On New Years Day in the morning

The Baby’s Opera, by Walter Crane, Illustrated by Walter Crane

Three Ships

I saw three ships come sailing by, Sailing by, sailing by. I saw three ships come sailing by, on New-year’s Day in the morning. And what do you think was in them then, in them then, in them then. And what do you think was in them then, On New-year’s Day in the morning?
Three pretty girls were in them then, in them then, in them then. Three pretty girls were in them then, on New-year’s Day in the morning.
And one could whistle, and one could sing. The other play on the violin; Such joy there was at my wedding, on New-year’s Day in the morning.

On the longest leg of the red eye back from San Francisco to Atlanta, this morning, New Years Day, just before I awoke, I heard three planes go whizzing by in the other direction. Near misses. The first one honked its horn. The third time, people on my plane were anxious and muttering.

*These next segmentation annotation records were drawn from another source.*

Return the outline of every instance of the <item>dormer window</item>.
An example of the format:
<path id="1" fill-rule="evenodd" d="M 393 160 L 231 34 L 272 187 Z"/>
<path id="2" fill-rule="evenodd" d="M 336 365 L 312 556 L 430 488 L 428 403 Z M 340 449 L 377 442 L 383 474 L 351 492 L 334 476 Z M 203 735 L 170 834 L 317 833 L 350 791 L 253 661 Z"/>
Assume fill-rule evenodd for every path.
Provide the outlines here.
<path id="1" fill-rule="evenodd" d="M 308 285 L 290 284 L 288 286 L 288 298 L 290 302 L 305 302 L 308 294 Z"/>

I said to the lady next to me. Did I dream three planes flying by? She said, “Guess so. I didn’t see anything like that.”

So, I was thinking. Three ships go sailing by on Christmas morning. And found out that there’s another version from the 19th century. One about three pretty girls going to a wedding…

A little more joyful than the earlier version, which alludes to the ships that brought the relics of the magi to Cologne Cathedral in the 12th century.

The Christmas version, from the 17th century, is a variant of “Greensleeves,” and is thought to be from Debyshire.

When I left the plane, around 6ish, I guess, I asked the pilot and attendants, where were we at midnight, New Years? The stewardess said, which time zone? But the pilot spoke up… right around Salt Lake City, he said. An interesting place to celebrate New Years Eve, asleep, no less… A nonalcoholic, yet unconscious, holiday…

I Saw 3 Ships
Three Ships by Josephine Wall

I am not the only one struck by this nursery rhyme. In the work by Josephine Wall, pictured above, “the girls have become angels and the ships’ sails are wings. They are sailing in a sea of dandelions, hence the dandelion seeds, and the sun is a huge dandelion.”